Tuesday, October 27, 2015

Where My Girls At?

I like to jog in the summer sun on the manufactured pathway mostly of concrete that occasionally gives way to sandy pebbles that cushion my step. The paths follow the hills and knolls, valleys and peaks causing prayer to breakout mid stride. My niece joined me on one of my jaunts and assured me that there were no strides, only shuffles. The Auntie Shuffle. We never acknowledged that we were racing, but she did acknowledge that I had won; assuredly as the tortoise beat the hare. This was my path. Whose path? Auntie’s path.

From 2009 - 2011, I was consistently running, jogging, okay, shuffling at least four times a week, except during the winter (I’m dormant during cold air months). I even changed my diet and watched calories carefully counting them one by one while they awaited clearance. I lost a lot of weight. My skirts got shorter, my shirts shrunk to child size and local bars became familiar haunts. I may have hit send on some risqué selfies. I may have said “Yes, We Can!” more times than an Obama rally. I once wore my ten-year-old daughter’s gingham plaid shorts with a nostalgic tee of Linus and Snoopy to an adult nightclub. The thing about it is, I knew in the midst of all these “choices” that they were bad, but skinny me said, “IDGAF.”

Worse than my questionable wardrobe, was the sheer size of my head. Medium me has a medium sized head; little me has a Sasquatchian sized dome. Whenever I looked in the mirror, I became angered. How come nobody told me my noggin was the size of intergalactic spaceship? And that wasn’t even the kicker. All in all, if I could go back to the size I was in 2010 when people were fawning all over my weight loss, I wouldn’t. I could come to grips with my age, and just say no to poom poom shorts; I could even deal with being a walking bobble head; but it’s my breasts that make me lose all desire to be a weight that would make a model only fast for a fortnight.

I have a body that gains and loses weight proportionately. I would love to be considered slim thick, but I’m afraid my only options are slim or thick.

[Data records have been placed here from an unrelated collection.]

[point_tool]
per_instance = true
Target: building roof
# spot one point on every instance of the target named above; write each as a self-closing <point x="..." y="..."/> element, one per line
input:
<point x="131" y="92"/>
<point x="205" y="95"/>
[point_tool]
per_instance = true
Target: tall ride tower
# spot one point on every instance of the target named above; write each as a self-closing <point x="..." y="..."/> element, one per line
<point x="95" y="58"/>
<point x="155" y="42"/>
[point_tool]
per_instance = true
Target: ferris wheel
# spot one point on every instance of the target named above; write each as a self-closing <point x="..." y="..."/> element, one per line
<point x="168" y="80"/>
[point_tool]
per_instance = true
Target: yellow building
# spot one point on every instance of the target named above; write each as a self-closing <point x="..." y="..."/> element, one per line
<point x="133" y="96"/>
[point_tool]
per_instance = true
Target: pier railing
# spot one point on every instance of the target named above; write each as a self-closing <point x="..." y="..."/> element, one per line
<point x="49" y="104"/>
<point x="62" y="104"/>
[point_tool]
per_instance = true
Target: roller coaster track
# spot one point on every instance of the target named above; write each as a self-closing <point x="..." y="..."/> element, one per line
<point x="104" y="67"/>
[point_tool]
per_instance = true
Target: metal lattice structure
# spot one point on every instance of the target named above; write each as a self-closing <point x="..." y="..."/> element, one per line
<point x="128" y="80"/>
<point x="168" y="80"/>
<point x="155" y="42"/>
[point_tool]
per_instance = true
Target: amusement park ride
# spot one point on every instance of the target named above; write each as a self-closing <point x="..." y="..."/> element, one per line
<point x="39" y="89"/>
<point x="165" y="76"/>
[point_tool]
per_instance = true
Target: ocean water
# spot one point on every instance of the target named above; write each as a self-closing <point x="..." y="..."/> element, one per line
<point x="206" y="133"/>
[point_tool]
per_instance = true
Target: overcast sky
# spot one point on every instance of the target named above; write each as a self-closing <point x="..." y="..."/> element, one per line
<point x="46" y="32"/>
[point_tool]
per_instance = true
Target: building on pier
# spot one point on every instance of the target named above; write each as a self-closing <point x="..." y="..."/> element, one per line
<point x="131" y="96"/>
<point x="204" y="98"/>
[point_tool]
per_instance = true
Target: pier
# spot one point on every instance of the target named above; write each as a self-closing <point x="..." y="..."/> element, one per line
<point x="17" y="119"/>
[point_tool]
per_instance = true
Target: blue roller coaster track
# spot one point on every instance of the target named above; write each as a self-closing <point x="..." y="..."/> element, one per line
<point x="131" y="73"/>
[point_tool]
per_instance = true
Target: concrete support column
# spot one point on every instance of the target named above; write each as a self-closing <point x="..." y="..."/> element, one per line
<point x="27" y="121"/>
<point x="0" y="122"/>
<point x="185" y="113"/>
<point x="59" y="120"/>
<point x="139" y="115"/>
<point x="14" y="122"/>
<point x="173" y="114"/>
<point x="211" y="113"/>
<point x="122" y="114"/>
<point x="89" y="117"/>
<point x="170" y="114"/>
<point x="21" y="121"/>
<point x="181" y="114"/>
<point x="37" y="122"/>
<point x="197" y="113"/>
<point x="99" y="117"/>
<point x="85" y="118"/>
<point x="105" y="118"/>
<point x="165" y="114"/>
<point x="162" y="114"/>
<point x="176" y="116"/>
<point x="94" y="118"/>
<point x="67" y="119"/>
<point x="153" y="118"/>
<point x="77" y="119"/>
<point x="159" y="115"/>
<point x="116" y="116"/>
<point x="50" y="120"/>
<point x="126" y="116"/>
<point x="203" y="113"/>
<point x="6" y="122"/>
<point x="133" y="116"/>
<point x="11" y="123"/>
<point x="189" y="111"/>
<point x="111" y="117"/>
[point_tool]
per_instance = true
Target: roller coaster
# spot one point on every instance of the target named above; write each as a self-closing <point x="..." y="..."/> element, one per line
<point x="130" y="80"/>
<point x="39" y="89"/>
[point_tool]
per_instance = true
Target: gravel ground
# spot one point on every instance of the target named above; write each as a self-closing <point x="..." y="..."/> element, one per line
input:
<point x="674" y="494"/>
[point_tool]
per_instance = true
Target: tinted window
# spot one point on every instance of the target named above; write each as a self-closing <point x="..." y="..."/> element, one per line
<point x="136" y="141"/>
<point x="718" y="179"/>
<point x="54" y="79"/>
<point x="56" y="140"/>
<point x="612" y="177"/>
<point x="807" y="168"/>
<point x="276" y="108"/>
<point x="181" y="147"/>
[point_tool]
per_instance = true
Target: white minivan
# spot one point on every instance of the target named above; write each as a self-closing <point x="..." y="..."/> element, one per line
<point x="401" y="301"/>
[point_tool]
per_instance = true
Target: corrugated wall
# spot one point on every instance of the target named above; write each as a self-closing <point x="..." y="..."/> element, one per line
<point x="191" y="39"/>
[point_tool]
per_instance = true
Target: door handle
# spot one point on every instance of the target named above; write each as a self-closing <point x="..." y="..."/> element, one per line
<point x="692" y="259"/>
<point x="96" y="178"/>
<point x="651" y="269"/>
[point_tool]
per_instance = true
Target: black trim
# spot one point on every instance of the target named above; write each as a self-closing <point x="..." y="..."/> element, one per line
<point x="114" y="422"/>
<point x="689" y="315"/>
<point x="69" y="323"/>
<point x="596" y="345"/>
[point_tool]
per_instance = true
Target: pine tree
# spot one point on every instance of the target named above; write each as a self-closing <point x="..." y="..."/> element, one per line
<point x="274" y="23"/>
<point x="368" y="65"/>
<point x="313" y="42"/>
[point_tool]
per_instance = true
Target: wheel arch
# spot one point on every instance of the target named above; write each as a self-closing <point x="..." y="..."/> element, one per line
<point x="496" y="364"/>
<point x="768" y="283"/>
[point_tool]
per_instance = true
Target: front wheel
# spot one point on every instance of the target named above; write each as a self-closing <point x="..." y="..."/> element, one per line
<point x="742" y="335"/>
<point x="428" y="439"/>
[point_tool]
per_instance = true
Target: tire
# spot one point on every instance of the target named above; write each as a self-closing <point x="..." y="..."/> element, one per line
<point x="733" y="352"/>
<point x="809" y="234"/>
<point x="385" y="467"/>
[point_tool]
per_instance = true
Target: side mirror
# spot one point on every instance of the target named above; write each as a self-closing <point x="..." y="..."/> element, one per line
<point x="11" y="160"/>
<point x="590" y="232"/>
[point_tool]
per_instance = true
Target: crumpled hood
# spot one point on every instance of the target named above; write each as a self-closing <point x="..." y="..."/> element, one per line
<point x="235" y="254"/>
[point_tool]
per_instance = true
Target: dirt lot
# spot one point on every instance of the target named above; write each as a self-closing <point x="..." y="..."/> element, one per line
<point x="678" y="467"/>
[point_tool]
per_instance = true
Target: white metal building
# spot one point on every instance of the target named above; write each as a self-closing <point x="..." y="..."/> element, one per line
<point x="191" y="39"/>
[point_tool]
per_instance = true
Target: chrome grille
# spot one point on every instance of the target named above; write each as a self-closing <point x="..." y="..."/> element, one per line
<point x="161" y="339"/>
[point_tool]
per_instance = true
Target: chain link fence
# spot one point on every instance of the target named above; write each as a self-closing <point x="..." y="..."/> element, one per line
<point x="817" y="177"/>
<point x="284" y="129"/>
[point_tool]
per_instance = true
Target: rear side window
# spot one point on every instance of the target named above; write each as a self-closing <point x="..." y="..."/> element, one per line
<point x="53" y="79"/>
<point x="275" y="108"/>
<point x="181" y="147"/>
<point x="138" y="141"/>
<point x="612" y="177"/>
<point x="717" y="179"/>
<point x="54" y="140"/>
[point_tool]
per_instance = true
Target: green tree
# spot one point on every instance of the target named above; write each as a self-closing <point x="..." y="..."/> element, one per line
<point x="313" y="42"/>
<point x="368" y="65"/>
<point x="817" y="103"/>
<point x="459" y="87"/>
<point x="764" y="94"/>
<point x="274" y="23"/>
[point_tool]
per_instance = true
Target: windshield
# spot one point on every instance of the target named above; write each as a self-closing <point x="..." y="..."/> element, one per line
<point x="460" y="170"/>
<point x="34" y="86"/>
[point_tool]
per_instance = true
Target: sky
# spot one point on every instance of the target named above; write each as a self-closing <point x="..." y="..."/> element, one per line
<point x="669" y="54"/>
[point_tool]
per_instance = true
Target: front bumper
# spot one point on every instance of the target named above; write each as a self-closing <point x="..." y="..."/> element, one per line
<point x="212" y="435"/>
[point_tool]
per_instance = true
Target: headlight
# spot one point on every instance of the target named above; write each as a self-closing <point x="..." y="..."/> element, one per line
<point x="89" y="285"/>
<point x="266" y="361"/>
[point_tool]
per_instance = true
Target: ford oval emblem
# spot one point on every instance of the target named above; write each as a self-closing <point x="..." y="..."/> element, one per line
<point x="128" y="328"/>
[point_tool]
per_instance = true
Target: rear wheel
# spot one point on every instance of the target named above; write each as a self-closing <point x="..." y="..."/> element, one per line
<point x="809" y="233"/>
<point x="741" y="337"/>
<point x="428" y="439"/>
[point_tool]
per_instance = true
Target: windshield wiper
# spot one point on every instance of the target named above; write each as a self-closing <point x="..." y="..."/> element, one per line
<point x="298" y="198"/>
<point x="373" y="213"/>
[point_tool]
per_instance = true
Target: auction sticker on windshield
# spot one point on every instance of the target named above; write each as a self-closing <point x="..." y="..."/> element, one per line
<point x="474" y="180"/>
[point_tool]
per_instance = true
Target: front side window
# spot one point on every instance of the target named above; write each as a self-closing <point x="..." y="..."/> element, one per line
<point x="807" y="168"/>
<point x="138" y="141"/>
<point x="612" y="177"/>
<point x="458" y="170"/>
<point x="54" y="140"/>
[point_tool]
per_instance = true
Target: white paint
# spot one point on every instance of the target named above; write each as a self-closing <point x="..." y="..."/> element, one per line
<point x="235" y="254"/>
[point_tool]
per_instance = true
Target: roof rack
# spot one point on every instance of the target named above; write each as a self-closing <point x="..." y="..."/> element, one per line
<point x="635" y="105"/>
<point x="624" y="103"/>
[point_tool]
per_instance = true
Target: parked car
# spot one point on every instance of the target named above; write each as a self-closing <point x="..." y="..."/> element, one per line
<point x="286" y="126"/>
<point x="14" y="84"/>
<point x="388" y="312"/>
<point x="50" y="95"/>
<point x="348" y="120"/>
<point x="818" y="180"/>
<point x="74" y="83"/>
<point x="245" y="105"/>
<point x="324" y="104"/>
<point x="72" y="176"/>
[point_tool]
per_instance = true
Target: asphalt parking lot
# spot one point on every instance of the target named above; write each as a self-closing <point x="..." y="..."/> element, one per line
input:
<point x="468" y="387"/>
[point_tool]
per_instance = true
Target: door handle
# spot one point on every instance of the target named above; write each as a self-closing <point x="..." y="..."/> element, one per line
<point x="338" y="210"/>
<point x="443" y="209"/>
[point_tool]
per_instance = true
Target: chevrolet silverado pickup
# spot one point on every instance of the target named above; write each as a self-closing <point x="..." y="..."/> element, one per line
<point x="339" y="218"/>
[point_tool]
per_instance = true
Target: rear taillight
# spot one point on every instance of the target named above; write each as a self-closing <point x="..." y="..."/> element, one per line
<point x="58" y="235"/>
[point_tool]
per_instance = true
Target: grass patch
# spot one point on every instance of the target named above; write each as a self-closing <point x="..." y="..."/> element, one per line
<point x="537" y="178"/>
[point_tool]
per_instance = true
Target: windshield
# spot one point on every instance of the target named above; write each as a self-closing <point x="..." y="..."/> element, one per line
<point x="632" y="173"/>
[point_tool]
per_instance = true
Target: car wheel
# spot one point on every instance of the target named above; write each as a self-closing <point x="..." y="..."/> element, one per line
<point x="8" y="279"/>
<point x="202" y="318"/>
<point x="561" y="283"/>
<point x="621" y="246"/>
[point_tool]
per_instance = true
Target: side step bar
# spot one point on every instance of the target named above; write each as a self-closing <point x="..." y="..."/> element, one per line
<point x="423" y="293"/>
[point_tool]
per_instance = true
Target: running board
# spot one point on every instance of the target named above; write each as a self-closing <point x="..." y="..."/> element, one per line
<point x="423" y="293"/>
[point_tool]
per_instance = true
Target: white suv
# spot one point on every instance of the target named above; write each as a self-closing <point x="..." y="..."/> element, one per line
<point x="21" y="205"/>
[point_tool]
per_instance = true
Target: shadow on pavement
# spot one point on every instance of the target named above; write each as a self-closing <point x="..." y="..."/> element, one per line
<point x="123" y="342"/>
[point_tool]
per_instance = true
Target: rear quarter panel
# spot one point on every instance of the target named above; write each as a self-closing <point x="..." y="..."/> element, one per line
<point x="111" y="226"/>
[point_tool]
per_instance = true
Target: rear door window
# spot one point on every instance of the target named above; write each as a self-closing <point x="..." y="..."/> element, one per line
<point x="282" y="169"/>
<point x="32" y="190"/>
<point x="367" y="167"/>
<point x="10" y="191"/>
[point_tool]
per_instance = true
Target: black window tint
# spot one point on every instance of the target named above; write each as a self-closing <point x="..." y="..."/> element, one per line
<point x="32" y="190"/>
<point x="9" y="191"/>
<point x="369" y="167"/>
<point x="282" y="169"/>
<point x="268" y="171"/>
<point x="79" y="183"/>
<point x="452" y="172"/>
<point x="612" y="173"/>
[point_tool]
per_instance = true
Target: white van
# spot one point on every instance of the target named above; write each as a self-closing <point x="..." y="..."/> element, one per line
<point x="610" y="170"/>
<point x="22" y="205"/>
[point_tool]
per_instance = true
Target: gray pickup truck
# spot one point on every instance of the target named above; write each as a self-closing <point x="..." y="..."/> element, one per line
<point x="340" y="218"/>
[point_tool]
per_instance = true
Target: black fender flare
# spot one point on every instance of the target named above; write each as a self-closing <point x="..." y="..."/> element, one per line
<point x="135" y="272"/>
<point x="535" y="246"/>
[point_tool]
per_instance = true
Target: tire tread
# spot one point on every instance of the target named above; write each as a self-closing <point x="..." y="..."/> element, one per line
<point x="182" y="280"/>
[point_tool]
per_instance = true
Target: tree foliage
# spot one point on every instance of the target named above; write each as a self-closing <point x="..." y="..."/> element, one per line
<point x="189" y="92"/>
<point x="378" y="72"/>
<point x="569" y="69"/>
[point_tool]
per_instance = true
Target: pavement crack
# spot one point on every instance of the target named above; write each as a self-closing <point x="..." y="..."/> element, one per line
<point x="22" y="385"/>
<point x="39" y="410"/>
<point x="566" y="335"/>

I did a lot of squats to hang onto my ghetto bootie, but there was no exercise that I could do to hang onto the jugs that once adorned my chest. I recalled getting slender in college because I did a lot of walking. The campus was large (biggest school in North America large), at age 23 my metabolism was still affable, it was pre-K.I.D.S., and the pounds effortlessly melted away. I didn’t mind at all being on the Itty Bitty Titty Committee. Flat perky breasts are a win in my book. So I had no idea that at age 43, when I vowed to get in shape and took decided measure to do so, that my chest wouldn’t flatten or even shrink; but instead deflate like sad balloons languishing after the party is long over and the last guest has been ushered into the dawn. You know the balloons that you cannot pop? You squeeze them, then try stomping them, but to no avail. So you just put them in the trash as the last scintilla of helium cries freedom. Yes, that was me. Hot MILF with teats. I refuse to relive that singular horror ever again in life. So, if I ever lose a substantial amount of weight again, I will have a substantial amount of money to get a breast lift.


Me in the Middle - On the Committee in the 90's

See, all the while, I was still a fat girl that lived inside a curvy girl’s body that somehow had gotten thin. My goal was to lose enough weight, so I could binge eat deserts. I lost 50 lbs., I binge ate desserts, winter came (I’m dormant during cold air months), and I gained most of the weight back. I know I didn’t think my strategy all the way through. But I’m glad to be back; ample behind and bust in tow. I missed me, all of me with the ever maturing wardrobe and the human sized head. I will probably never jog again at a stride or even at an Auntie Shuffle. Not because I think I am the perfect size – I’m not. My BMI says I’m overweight and my stomach is in agreement. But now I want to lose the all American 10 – 15 lbs. I no longer want to fit my tween’s jeans, and at age 46, I think walking into the summer sun at a brisk pace will suffice. I recently went to have a mammogram, and the staff kept calling me young and my breast tissue dense. My girls are back! Contextually, speaking that is. Ah, the joys of being middle aged.